Reagan, Wojtyla y la "santa alianza"
(Parte II)
Por: Guillermo Sánchez Vicente y Juan Fernando
Sánchez Peñas*
Segunda y última entrega que desnuda los antecedentes de la connivencia del
papa Juan Pablo II, frente los avances belicistas y abusos las fuerzas de
ocupación bajo la orden del presidente norteamericano, George W. Bush. La
crisis del neoliberalismo. El resurgimiento de las 'guerras de baja
intensidad' y la puesta en marcha del 'complejo militar industrial', como
punta de lanza del codiciado control ideológico y político planetario.
Primera parte de la nota
Polonia
En 1980, unos meses antes de que Reagan iniciara su mandato, comenzó en
Polonia la huelga de trabajadores del puerto de Gdansk, liderada por Lech
Walesa y su sindicato Solidaridad. El papa polaco recientemente elegido apoyó
decididamente este primer movimiento democratizador de la Europa soviética.

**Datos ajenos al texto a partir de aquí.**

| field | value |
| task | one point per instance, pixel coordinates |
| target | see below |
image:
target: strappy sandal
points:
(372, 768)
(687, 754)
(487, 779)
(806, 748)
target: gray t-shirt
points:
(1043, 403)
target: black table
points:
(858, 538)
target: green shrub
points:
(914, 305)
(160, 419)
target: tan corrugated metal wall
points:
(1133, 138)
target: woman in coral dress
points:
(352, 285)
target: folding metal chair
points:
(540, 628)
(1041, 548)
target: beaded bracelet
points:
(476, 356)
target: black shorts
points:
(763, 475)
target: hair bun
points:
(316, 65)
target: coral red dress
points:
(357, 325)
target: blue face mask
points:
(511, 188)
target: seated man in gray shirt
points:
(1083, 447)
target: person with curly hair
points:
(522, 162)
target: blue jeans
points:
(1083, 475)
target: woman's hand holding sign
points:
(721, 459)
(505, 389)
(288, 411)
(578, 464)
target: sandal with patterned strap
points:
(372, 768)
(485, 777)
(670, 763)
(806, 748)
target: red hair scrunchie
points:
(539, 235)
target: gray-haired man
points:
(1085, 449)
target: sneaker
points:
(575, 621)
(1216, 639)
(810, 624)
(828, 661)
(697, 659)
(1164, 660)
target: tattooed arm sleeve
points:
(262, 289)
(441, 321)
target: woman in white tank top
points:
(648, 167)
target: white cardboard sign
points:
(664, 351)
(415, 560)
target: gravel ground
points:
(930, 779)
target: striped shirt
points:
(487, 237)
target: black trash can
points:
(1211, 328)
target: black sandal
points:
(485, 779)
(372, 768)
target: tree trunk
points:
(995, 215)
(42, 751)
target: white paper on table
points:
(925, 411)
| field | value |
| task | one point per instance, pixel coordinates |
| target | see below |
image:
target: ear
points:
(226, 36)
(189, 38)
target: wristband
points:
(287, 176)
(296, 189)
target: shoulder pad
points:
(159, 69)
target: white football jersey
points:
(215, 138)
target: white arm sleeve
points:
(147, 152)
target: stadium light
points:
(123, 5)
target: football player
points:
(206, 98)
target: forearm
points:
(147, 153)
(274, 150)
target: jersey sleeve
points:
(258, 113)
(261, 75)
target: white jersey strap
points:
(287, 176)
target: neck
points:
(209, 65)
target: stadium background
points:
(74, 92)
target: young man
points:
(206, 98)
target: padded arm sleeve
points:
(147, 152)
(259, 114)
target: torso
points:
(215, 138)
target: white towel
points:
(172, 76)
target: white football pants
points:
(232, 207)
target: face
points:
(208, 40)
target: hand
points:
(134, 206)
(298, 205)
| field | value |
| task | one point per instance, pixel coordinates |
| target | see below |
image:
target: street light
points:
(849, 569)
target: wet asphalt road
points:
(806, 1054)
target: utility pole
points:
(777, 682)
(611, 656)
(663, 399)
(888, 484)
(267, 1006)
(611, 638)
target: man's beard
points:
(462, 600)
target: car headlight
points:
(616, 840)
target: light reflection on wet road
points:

Cuando Reagan asumió la presidencia en enero de 1981 ya se habían producido
los primeros contactos estratégicos entre el gobierno de Estados Unidos y Juan
Pablo II, a través de Zbigniew Brzezinski, asesor de seguridad nacional del
presidente Carter (con quien ya se había entrevistado Wojtyla en junio de
1980) y polaco de origen. La administración Reagan mantuvo a Brzezinski como
asesor para Polonia, lo cual implicaba un trato directo con el papa (Su
Santidad, pp. 271-274).
A los pocos días de su investidura, el 30 de enero de 1981, en una reunión con
su equipo de seguridad nacional, Reagan mostró entusiasmo por entablar
contacto con el papa a fin de apoyar a Solidaridad en Polonia. Se estableció
una red de apoyo económico a través de la CIA, los sindicatos estadounidenses
y las iglesias católicas polaco-norteamericanas. Radio Europa Libre, La Voz de
América y Radio Vaticana emitían programas que preparaban a la población de
Europa oriental para la oposición al régimen. En los años siguientes toneladas
de equipos de edición y fotocopiado fueron introducidos de contrabando en el
país.
Reagan esperaba ansioso los informes del papa que Walters y Casey traían de
sus visitas al Vaticano. A cambio, el papa recibía información procedente de
agentes secretos y satélites de la CIA. Los asuntos tratados, según los cables
confidenciales enviados a las autoridades estadounidenses tras cada visita,
eran múltiples: Polonia, América central, el terrorismo, el Chile de Pinochet,
China, la teología de la liberación, la salud de Brezhnev, el conflicto
palestino-israelí, la carrera armamentística, África, la política exterior del
gobierno francés... El asesor Richard Allen afirmó: 'Una de las cosas que se
aprenden sobre la Iglesia católica es que está organizada para recoger
información de los fieles [...]. Una agencia de información debería estar
organizada como el Vaticano'. Él mismo calificó esta relación Reagan-Wojtyla
como 'una de las más grandes alianzas secretas de todos los tiempos' (Su
Santidad, p. 284).
En 1981, en plena huelga de Solidaridad y con las tropas soviéticas
concentrándose en la frontera polaca (de lo cual la CIA informó al papa), el
Vaticano difundió el rumor de que si la URSS invadiera Polonia, el papa
viajaría a su país natal (p. 289). En una reunión entre Juan Pablo II y el
embajador soviético en Roma, Moscú se comprometió a no intervenir en seis
meses si el Vaticano frenaba a Solidaridad respecto a la convocatoria de
nuevas huelgas. Reagan y el papa dosificaron hábilmente sus declaraciones y
estrategias para, mediante el clásico procedimiento de dar 'una de cal y otra
de arena', irritar, apaciguar y finalmente desarmar a los soviéticos en cuanto
al caso polaco. La propia encíclica Laborem Exercens (1981) parece diseñada
para proporcionar un fundamento teórico a sindicatos como Solidaridad, que
'contó a partir de entonces con un documento papal hecho a la medida de sus
luchas' (p. 329).
'El 7 de junio de 1982, Reagan llegaba al Vaticano para celebrar una cumbre
entre esas dos superpotencias tan diferentes entre sí y que acabaría sellando
la secreta alianza entre ambas' (Su Santidad, p. 372). Ambos dirigentes se
sintieron intensamente identificados no sólo en sus objetivos estratégicos,
sino también en su visión del mundo y en su experiencia personal (los dos
habían sobrevivido 'milagrosamente' a sendos atentados meses atrás). Reagan
era un personaje peculiar, una curiosa combinación de visionario y pragmático.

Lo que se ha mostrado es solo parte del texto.